Они отошли к крайнему подъезду, чтобы, если что, сразу рвануть. К ним подошёл Витька Ёрш, который до этого стоял на шухере.
- Первое сентября на носу, - сказал он, прикуривая от папиросы Махарыча. – Мамаши с дочурками бантики белые тащат, цветы охапками несут. А я снова курю за углом.
- Кури там и дальше, - сказал Махарыч. – Давай-давай, нечего тебе здесь своей фотокарточкой торговать. Ты уже неплохо себе алиби порвал. Так бы отмазался, что просто стоял, курил на улице, ничего не видел. А теперь бабка какая-нибудь брякнет, что ты подходил и крантец. С твоей биографией каждый следак поймёт, что ты с нами повязан.
- Так я ж просто прикурить! – воскликнул Ёрш.
- Это ты прокурору объяснять будешь, - ответил Кирюха. – А теперь вали, вали отсюда! Прикурил и хватит. Ты бы ещё с бутылкой водки подошёл.
Витька Ёрш пополз обратно, что-то бурча под нос. На улице за углом дома прошла с букетом астр одна из мамаш, сияющая так, будто это она лично завтра идёт в школу, в любимый свой класс. Кирюха проводил её жадным взглядом.
- Вот бы ей вдуть, - сказал он, сглатывая.

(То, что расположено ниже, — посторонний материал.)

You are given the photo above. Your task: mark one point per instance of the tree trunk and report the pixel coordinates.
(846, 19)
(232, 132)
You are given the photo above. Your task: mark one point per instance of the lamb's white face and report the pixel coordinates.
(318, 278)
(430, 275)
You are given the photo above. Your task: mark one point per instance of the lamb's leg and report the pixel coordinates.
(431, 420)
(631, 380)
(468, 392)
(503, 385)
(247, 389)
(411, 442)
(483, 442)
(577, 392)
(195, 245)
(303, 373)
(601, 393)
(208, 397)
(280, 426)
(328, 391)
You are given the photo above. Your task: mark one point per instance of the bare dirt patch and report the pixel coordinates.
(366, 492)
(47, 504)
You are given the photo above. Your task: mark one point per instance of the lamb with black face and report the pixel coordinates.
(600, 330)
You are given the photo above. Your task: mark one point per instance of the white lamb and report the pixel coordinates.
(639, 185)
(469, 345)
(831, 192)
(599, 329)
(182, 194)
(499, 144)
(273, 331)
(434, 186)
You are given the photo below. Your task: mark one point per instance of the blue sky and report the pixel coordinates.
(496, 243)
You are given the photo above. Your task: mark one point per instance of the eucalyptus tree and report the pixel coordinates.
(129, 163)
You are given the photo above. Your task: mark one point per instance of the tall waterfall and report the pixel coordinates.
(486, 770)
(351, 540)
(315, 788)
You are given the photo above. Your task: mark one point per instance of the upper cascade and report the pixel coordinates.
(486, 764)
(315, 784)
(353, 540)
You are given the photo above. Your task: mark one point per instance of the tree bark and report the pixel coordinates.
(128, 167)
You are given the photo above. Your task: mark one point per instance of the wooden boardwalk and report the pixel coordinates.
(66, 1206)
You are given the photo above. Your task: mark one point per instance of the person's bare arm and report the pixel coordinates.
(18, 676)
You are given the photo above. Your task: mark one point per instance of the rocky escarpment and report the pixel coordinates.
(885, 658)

- Твоё вдуть закрывает суть, - сказал Махарыч.
- В каком смысле?
- В самом прямом. Ты сути не видишь. Если по-умному, то к этой дамочке надо подойти аккурат после школьной линейки. Одеться поприличнее, очочки какие-нибудь нацепить, с понтом, как профессор. Одеколоном морду смазать, чтобы не шибко воняло. Так мол и так, а ваш ребёнок тоже в этом классе? Как приятно, а позвольте вас под ручку проводить к ближайшей кафетерии, чтобы, значит, вкусить там культуры, отдыха и шампанского в честь светлого праздника первого сентября. Ну после шампанского можно чего покрепче, и шутить не забывать, но токо не про тюрягу. Тут-то она и даст.
- Гонишь, Махарыч, - обиженно сказал Кирюха. – Не воняет у меня морда.
- И вот так у вас всё, - вздохнул Махарыч. – Эх, молодёжь, молодёжь. Главного не ухватываете, а к словам цепляетесь. Вам про гору талдычишь, а вы про кусты, что под горой. Мне бы твои годы, да свою башку на плечах.
- И чо бы ты сделал?
- Да что хошь! Я только сейчас, можно сказать, жизнь понимать начал. Да только поздно фортуну за жопу хватать. Мне и осталось, что по этим же рельсам до шлагбаума брякать.
Кирюха хотел что-то сказать, но напарник уже бросил папиросу в урну.
- Пошли.
Ментов не появились, а значит, сигналки и в самом деле не было. Наводчица – тощая студентка с лицом наркоманки - божилась, что сигнализации нет, а профессор уехал в длительную командировку. Но Кирюха уже знал, что лишние полчаса перед домом никогда не помешают. Лучше уйти бедным, но свободным, чем сесть в воронок с поличным.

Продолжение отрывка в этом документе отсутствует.